One limitation in the present study is that the neuroradiologic images were available to those authors responsible for the diagnostics of the patients. However, they were blinded to the neuroradiologic scoring. The neuroradiologist was blinded to the psychiatric diagnoses, as well as to the CERAD scores of the patients. The CERAD was administered by psychiatric nurses or a psychologist, who were blinded to the neuroradiologic scores.


Atrophic changes of the brain are a common finding in elderly FEP patients. These atrophic changes are associated with cognitive decline and may constitute a part of the etiology responsible for the psychotic symptoms. Elderly FEP patients should be screened for brain pathology and cognitive symptoms.

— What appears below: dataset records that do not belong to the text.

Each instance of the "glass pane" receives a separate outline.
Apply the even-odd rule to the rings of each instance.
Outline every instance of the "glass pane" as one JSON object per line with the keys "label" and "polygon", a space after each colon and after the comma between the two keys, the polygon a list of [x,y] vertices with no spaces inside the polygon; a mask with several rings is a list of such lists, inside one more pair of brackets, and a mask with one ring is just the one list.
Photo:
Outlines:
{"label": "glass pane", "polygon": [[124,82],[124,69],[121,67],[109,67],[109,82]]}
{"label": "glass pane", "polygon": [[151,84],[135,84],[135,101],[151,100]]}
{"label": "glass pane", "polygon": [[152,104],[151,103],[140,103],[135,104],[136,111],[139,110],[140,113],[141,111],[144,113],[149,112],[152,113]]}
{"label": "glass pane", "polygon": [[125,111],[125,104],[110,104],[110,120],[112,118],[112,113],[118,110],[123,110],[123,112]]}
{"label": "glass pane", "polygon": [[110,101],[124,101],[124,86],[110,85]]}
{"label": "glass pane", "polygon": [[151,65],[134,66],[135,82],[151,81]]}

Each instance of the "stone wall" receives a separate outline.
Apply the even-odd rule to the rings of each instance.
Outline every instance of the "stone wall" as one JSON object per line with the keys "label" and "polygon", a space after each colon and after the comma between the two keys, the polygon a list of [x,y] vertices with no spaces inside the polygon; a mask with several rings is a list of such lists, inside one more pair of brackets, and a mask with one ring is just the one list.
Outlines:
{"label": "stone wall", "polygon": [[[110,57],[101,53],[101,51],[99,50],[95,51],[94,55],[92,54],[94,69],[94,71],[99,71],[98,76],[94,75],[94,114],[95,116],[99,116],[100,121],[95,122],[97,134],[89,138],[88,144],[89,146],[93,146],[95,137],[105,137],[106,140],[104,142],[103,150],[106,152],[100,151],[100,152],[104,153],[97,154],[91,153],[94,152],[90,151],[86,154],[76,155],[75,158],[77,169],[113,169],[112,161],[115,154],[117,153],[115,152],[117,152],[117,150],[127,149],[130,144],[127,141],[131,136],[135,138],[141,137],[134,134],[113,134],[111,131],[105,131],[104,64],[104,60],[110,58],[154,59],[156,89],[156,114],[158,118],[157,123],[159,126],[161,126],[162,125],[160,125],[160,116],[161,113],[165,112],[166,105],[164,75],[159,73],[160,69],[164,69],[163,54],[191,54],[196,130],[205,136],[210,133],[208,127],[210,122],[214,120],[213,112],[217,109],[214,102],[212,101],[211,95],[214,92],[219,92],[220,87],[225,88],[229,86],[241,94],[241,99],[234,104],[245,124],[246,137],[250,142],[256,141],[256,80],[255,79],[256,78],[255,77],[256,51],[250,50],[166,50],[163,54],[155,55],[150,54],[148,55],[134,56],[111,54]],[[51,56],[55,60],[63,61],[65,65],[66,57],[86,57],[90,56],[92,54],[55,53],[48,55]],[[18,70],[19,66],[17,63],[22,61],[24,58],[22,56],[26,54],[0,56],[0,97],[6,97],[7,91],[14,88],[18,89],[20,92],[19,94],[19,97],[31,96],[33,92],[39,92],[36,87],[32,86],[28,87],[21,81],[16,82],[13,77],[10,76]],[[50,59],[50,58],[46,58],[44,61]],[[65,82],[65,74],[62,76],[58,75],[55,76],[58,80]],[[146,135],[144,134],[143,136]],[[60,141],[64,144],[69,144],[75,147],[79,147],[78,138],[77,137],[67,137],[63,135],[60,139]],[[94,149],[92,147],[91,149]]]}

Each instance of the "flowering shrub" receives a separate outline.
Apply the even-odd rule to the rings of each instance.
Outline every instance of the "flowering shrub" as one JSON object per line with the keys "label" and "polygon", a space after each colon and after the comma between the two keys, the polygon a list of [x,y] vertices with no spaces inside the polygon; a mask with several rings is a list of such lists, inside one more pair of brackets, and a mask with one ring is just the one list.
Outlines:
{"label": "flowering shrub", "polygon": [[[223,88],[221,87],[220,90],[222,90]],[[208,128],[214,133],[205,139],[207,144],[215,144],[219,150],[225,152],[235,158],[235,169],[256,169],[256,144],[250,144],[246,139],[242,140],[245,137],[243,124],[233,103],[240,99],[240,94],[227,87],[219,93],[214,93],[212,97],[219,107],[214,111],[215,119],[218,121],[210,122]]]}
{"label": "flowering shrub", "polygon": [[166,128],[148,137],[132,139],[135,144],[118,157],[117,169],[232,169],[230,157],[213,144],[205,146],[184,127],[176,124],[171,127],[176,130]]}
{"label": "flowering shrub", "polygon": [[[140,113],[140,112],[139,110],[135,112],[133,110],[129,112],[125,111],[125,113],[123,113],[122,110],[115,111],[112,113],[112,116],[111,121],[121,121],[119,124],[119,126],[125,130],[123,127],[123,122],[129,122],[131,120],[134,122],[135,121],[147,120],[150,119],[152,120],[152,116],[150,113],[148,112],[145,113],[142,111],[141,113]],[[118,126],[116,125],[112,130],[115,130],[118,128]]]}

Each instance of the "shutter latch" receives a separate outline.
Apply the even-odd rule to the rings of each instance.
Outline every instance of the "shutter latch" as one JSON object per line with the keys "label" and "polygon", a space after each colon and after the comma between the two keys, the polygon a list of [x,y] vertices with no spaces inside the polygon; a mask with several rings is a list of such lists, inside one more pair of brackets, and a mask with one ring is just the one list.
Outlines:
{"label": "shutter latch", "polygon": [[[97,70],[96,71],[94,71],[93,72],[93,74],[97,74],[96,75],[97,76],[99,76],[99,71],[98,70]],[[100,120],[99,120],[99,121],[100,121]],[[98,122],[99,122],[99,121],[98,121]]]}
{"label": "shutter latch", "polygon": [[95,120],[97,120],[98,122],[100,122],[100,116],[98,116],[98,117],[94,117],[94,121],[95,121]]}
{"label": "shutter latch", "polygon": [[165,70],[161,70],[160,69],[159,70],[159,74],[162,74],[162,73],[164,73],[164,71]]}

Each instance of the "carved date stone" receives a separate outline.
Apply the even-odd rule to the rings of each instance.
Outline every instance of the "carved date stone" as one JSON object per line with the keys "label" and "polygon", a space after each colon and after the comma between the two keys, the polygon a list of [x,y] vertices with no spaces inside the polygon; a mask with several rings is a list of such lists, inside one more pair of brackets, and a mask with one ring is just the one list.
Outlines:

Further controlled and longitudinal studies, including healthy controls, are needed to clarify the relationship between the degenerative brain changes and the psychotic symptoms in these patients.

Submitted: November 13, 2020; accepted March 31, 2021.
Published online: November 11, 2021.
Potential conflicts of interest: None.
Funding/support: None.

Clinical Points

  • Elderly patients with first-episode psychosis should always be screened for early stage brain changes using neuroradiologic imaging, such as magnetic resonance imaging.
  • It is important to carefully assess the cognitive function of these patients, and if possible, avoid medication (such as anticholinergics) that could further impair their cognitive function.